Jordan O’Fiesh (2004)
It is definitely one of the highlights of my performance experiences. It really made me appreciate performing and I realized that a sense of enjoyment from playing piano and communicating music with others is something that I will always pursue personally, no matter what I decide to pursue as a career.
Shika Card (2005)
3. What are you doing now?
I am now in my second year at The Curtis Institute of Music, majoring in Violin Performance under Joseph Silverstein and Ida Kavafian. I also have an increasing performance schedule which, in the 2008-2009 season, includes performances with: the Edmonton Symphony Orchestra, the Winnipeg Symphony Orchestra, the National Arts Centre Orchestra, a CBC-broadcasted recital in Vancouver with pianist, Avan Yu, a European Concert Tour with violist, Roberto Diaz and pianist, Robert MacDonald, and the Coralwind Chamber Music Festival in Ucluelet and Tofino, BC.
Nikki Chooi (2001)
I am in grade 10 in St Andrew High school and I have just returned from two competitions – in Vancouver and in Washington DC (Johansen international competition). I was placed first in Vancouver and will be giving a recital of my own in the next season in Vancouver . On the competition in Washington, DC, I was a semi finalist in the Johansen international competition.
Timothy Chooi (2007)
I’m currently attending Harvard College in my first year of university. I’m hoping to study biology here and attend medical school after my Bachelor’s. This semester, I’m also taking an intensive chamber music class taught by Robert Levin, and we are playing a Mozart piano trio. I’m taking piano lessons at the Longy School of Music with Eleanor Perrone, which is also going very well.
Shika Card (2005)
4. Is there anything you would like to say to the young soloist of this year as advice, encouragement or anything else?

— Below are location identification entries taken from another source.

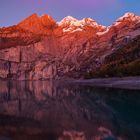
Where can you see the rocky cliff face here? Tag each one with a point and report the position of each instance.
(40, 48)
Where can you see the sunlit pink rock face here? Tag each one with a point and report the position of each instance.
(40, 48)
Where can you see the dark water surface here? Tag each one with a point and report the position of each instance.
(44, 110)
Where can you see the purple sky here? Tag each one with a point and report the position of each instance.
(103, 11)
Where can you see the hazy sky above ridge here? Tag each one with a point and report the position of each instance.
(103, 11)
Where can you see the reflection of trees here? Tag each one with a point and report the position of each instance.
(63, 106)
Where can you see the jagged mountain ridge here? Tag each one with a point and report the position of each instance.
(41, 48)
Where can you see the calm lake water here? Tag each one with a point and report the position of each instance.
(58, 111)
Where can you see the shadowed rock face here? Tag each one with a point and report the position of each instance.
(61, 111)
(40, 48)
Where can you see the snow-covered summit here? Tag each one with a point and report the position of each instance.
(72, 24)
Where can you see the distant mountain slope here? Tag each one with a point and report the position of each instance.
(41, 48)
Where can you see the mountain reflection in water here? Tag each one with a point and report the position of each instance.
(43, 110)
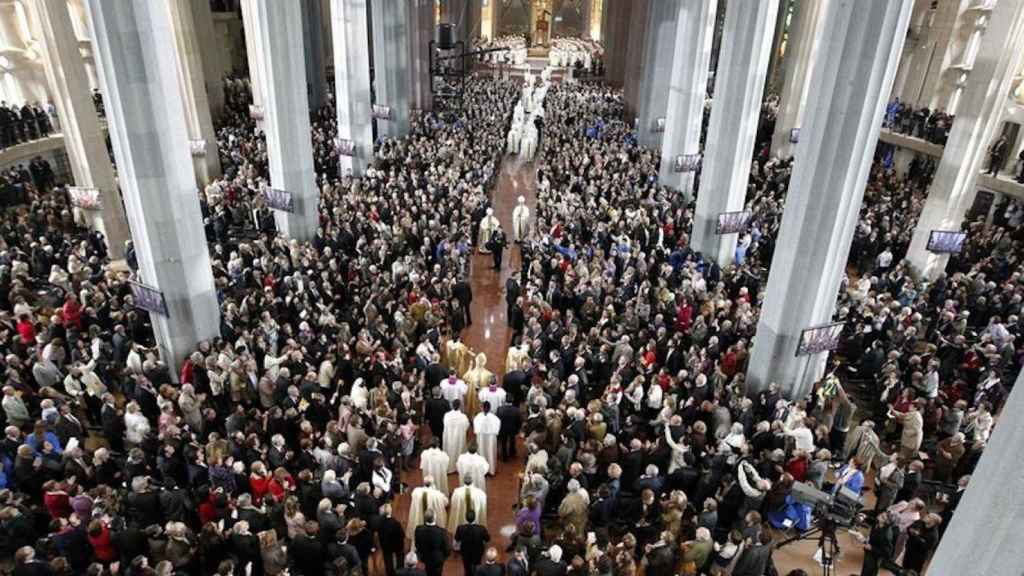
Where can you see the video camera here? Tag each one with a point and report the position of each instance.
(841, 509)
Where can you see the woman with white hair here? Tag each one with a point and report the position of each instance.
(136, 424)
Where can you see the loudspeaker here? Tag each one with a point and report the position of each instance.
(445, 36)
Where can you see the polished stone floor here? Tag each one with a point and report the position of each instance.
(489, 334)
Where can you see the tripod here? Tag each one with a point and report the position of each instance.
(823, 531)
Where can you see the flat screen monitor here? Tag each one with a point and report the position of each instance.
(819, 338)
(945, 242)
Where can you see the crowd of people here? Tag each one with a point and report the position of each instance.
(931, 125)
(285, 443)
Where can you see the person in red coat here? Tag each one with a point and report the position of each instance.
(55, 499)
(72, 313)
(27, 330)
(99, 537)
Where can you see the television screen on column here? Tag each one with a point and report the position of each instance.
(817, 339)
(946, 242)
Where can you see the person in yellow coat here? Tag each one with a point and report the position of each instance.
(476, 378)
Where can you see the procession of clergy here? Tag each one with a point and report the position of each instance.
(473, 461)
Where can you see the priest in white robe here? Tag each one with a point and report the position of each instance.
(487, 227)
(456, 426)
(426, 498)
(434, 462)
(485, 426)
(517, 359)
(474, 467)
(520, 220)
(454, 388)
(467, 497)
(493, 395)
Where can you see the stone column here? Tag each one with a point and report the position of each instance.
(289, 148)
(203, 138)
(215, 64)
(421, 32)
(84, 140)
(254, 56)
(688, 89)
(312, 49)
(134, 47)
(634, 44)
(984, 534)
(391, 77)
(653, 95)
(850, 85)
(735, 113)
(351, 79)
(978, 123)
(801, 50)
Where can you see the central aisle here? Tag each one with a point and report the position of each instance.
(489, 333)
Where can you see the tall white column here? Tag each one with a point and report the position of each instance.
(254, 56)
(984, 534)
(193, 88)
(735, 113)
(979, 117)
(391, 76)
(289, 148)
(134, 47)
(215, 65)
(801, 50)
(351, 79)
(83, 138)
(312, 43)
(421, 31)
(688, 90)
(653, 96)
(849, 86)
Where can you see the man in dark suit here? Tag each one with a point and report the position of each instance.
(491, 566)
(511, 423)
(392, 538)
(464, 294)
(434, 412)
(472, 539)
(306, 552)
(431, 544)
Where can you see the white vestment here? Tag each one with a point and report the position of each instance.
(474, 467)
(516, 359)
(462, 499)
(426, 498)
(496, 397)
(453, 391)
(454, 438)
(485, 427)
(487, 227)
(520, 222)
(433, 461)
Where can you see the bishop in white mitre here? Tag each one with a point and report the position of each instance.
(487, 227)
(434, 462)
(454, 437)
(520, 220)
(486, 426)
(474, 467)
(467, 497)
(426, 498)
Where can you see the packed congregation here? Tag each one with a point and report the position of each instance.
(346, 422)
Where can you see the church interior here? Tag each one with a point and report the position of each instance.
(511, 287)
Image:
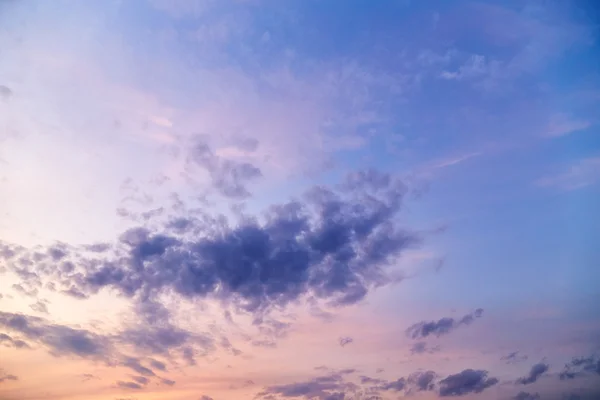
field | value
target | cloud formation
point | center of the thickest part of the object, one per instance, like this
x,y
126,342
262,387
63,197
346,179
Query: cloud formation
x,y
59,339
465,382
333,245
536,371
527,396
442,326
4,377
580,366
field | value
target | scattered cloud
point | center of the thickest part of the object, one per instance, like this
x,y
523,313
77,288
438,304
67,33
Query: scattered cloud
x,y
514,357
8,341
465,382
536,371
4,377
228,177
59,339
526,396
421,348
580,366
129,385
441,327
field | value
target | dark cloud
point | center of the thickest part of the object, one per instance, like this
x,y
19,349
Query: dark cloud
x,y
397,385
129,385
441,327
465,382
61,340
422,380
536,371
228,177
335,385
421,348
333,245
526,396
514,357
318,388
4,377
580,366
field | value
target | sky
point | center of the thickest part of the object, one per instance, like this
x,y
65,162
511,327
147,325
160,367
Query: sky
x,y
299,199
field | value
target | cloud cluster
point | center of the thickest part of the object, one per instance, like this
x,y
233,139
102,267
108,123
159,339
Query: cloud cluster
x,y
467,381
59,339
228,177
336,385
536,371
442,326
580,366
332,244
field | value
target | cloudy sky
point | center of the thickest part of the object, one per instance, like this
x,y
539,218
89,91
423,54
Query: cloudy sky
x,y
299,199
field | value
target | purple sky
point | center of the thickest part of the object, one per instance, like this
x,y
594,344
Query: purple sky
x,y
299,199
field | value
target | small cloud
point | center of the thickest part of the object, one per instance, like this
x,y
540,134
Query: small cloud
x,y
514,357
4,377
129,385
474,67
421,348
140,379
441,327
536,371
527,396
465,382
580,366
40,307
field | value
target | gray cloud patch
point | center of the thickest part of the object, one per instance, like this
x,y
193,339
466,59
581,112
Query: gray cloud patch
x,y
129,385
465,382
442,326
333,245
536,371
421,348
228,177
580,366
527,396
514,357
4,377
9,341
61,340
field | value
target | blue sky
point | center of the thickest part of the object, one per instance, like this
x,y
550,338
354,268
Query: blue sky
x,y
202,189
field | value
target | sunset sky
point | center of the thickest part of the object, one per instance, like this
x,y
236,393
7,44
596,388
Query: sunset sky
x,y
299,199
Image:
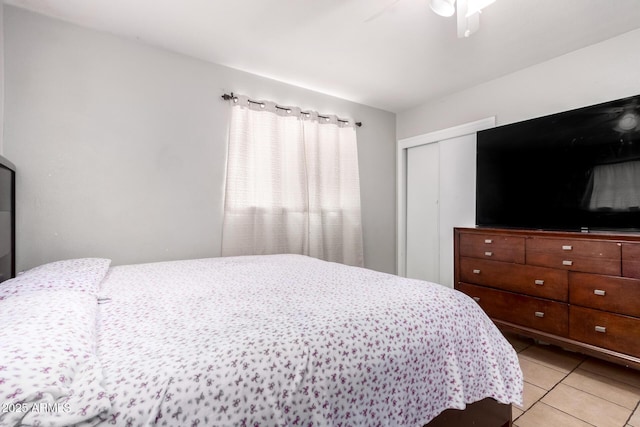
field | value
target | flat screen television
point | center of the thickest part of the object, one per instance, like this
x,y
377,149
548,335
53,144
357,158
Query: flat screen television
x,y
577,170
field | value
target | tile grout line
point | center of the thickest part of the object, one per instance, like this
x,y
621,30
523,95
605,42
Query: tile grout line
x,y
548,391
552,388
632,414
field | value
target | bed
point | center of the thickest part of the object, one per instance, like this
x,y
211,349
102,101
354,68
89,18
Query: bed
x,y
278,340
245,341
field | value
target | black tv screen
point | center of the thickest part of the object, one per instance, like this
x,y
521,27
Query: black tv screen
x,y
574,170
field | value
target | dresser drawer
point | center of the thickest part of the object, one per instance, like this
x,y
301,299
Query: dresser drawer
x,y
631,260
608,330
494,247
536,281
583,248
530,312
606,293
575,263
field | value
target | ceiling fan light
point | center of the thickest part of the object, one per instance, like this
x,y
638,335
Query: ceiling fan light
x,y
475,6
444,8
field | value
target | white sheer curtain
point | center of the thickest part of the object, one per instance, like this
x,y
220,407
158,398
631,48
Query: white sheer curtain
x,y
292,184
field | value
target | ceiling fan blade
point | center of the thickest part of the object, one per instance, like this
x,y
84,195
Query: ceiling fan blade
x,y
381,12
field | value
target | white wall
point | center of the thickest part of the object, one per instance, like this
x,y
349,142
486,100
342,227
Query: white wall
x,y
1,77
598,73
120,147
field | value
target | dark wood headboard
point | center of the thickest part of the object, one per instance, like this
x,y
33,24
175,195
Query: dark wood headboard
x,y
7,219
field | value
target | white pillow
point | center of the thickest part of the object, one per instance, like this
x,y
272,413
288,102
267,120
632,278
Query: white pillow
x,y
82,274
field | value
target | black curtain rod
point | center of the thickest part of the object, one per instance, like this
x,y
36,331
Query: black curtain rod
x,y
230,96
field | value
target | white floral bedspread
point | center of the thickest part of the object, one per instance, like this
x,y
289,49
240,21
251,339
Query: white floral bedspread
x,y
287,340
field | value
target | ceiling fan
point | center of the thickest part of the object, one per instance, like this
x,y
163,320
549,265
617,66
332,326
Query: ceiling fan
x,y
468,15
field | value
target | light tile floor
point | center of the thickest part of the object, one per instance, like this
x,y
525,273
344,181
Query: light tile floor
x,y
568,389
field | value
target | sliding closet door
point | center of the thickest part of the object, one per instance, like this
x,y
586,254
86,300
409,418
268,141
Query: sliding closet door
x,y
457,188
441,181
423,258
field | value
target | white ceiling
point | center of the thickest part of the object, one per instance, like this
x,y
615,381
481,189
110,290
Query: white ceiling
x,y
399,59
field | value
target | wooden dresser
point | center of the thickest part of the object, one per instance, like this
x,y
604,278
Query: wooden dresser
x,y
580,291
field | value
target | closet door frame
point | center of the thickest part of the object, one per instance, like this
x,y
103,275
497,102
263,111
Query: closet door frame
x,y
401,178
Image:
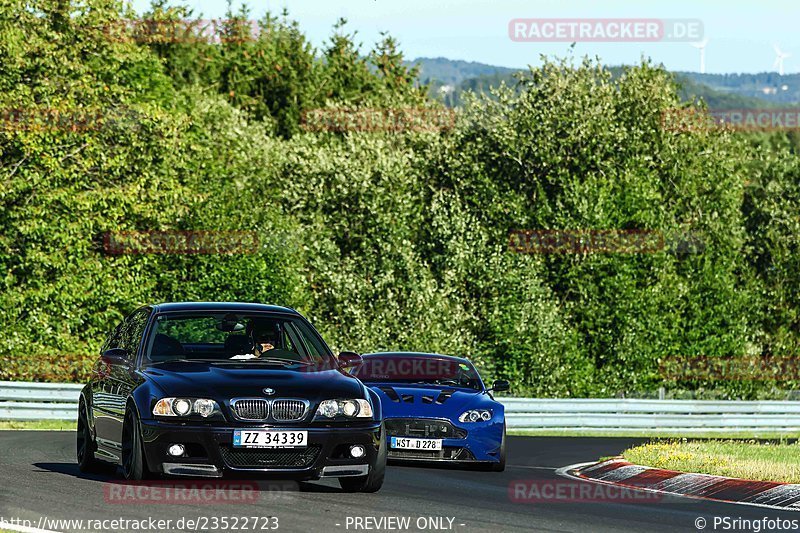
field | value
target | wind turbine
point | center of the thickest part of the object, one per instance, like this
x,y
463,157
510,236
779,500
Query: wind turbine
x,y
779,59
702,47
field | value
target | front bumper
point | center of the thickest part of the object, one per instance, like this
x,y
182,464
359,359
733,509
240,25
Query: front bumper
x,y
210,451
477,442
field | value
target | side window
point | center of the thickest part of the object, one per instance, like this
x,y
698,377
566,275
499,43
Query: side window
x,y
132,330
112,341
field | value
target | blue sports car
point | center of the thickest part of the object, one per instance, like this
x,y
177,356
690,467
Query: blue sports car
x,y
436,408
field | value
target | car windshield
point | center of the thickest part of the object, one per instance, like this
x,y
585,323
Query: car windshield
x,y
236,337
418,370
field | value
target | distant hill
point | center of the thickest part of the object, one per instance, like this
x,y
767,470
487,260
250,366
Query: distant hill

To whoever is chosen this year, all you need to do is relax. I doubt this year’s soloist needs a reminder to practice. But everyone needs a reminder that being overly nervous isn’t the best way to perform. From the first audition to the concert, keeping your cool is the best way to a successful performance.
Hugo Wong (2008)
Have a lot of fun, don’t stress and make sure to take a look at everyone watching and how happy they are.
Heather Macleod (2007)
If you are even remotely considering applying to be the young soloist, please do. You won’t regret it. I was quite unsure as to whether I wanted to be bothered to send in the application and go through the hassle of auditioning. Honestly, I did not think that I would be chosen as the young soloist, mainly because I felt the piece I was playing was not the right mood (slow, and lyrical) for the Splash. Boy was I wrong!! With A LOT of prodding from my mom, I decided to put in the effort and send in the application. It ended up working out! So my advice is, even if you think you won’t get chosen, do it anyway! It’s worth it even for the experience of auditioning. That experience could come in handy in MANY, MANY situations!!
Kevin O’Riordan (2006)
Practice your heart out before the concert! … but when you get on the stage, just have fun. The environment is very supportive and at the same time, very enjoyable. Enjoy your own performance as much as the audience will be enjoying it!